IF YOU you are a fan of political correctness, stop reading right here. And leave Slovakia right now. Few other languages have such a rich repertoire of swear-words as Slovak, and the fruity-sounding “peach-ah”, describing the feminine genitalia, is as vulgar as they get.
It must then have come as something of a surprise to a police officer at parliament, Ľudmila Nováková, when the head of the Slovak National Party, Ján Slota, called her just that. And repeatedly.
Slota is not known for being a gentleman. In the past, he has called his party deputy Anna Belousovová a “cow”, the boss of the Hungarian Coalition Party, Pál Csáky, a “rotten shit” and even suggested that he will get on a tank, flatten Budapest and show those “Hungarian bastards”.
However, attacking a female police officer on duty just for refusing to let his driver into the parliament's garage without proper papers, is in some ways new – Slota’s insults are usually directed either at entire groups, such as Hungarians, homosexuals, or Roma, or at specific political opponents, such as party critics, members of the opposition, or the media.
An aggressive attack on a law-enforcement official while on duty is a novelty.
Prime Minister Fico has repeatedly said that what goes on in Slovakia is his responsibility, because his Smer party is the strongest coalition party and he is in charge of the government.
Moreover, there just must be some decent people among Smer’s supporters, given its over 40-percent popularity.
When the “p…” story broke, all eyes were therefore on Fico. What would he do? What would he say?
“Slota failed as a man,” was the reaction. Failed as a man? Is this phrase, borrowed from a sexology textbook, really the best the prime minister can come up with when his coalition partner crudely attacks a woman?

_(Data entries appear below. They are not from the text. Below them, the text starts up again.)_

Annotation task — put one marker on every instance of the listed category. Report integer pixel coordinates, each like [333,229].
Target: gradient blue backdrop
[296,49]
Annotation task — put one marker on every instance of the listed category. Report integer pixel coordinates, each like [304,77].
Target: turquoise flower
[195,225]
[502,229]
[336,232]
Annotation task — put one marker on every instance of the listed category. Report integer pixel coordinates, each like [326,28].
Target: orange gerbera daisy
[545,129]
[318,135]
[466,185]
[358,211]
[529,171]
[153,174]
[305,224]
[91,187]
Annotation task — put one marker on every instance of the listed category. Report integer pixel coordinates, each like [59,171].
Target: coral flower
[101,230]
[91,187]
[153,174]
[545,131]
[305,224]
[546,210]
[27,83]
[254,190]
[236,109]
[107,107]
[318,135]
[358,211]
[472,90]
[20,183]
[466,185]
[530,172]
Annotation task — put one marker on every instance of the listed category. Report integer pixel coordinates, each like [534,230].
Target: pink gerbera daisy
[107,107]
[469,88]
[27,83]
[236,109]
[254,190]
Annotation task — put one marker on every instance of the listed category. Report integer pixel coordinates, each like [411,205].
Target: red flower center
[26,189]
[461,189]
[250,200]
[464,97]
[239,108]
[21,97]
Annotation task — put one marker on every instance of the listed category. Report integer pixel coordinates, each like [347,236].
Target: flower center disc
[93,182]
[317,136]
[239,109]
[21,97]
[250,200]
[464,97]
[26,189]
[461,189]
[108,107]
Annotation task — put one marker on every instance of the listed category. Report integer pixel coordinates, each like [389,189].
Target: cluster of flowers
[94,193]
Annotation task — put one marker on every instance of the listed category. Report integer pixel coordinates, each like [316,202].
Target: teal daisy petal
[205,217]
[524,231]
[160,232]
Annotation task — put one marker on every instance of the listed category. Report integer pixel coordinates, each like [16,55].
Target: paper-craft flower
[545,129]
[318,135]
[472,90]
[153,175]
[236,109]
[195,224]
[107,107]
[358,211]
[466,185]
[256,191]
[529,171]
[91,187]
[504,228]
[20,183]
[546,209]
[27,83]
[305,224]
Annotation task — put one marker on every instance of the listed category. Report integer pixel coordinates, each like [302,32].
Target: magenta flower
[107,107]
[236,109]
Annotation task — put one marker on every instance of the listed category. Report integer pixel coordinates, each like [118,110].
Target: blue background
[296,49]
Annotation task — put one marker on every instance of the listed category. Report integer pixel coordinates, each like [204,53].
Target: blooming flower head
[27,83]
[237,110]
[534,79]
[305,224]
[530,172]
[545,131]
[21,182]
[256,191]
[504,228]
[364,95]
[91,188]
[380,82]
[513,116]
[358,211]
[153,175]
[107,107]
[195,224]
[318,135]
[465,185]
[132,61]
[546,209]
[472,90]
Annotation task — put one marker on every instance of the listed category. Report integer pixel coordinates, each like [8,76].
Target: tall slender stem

President Gašparovič, whom Slota helped elect, is as quiet as always. After all, it was he who infamously referred to then-president Michal Kováč as the “old dick”, so he has little right to moralise now.
Slota is not the type to withdraw from public life, or even apologize. In fact, he denied swearing, claiming he had been “determined, not vulgar” when dealing with a woman he claims to have known for years.
Seeing what Slota, Fico, and Gašparovič are doing to the country one has to wonder – just when will their “f…ing” with Slovakia end?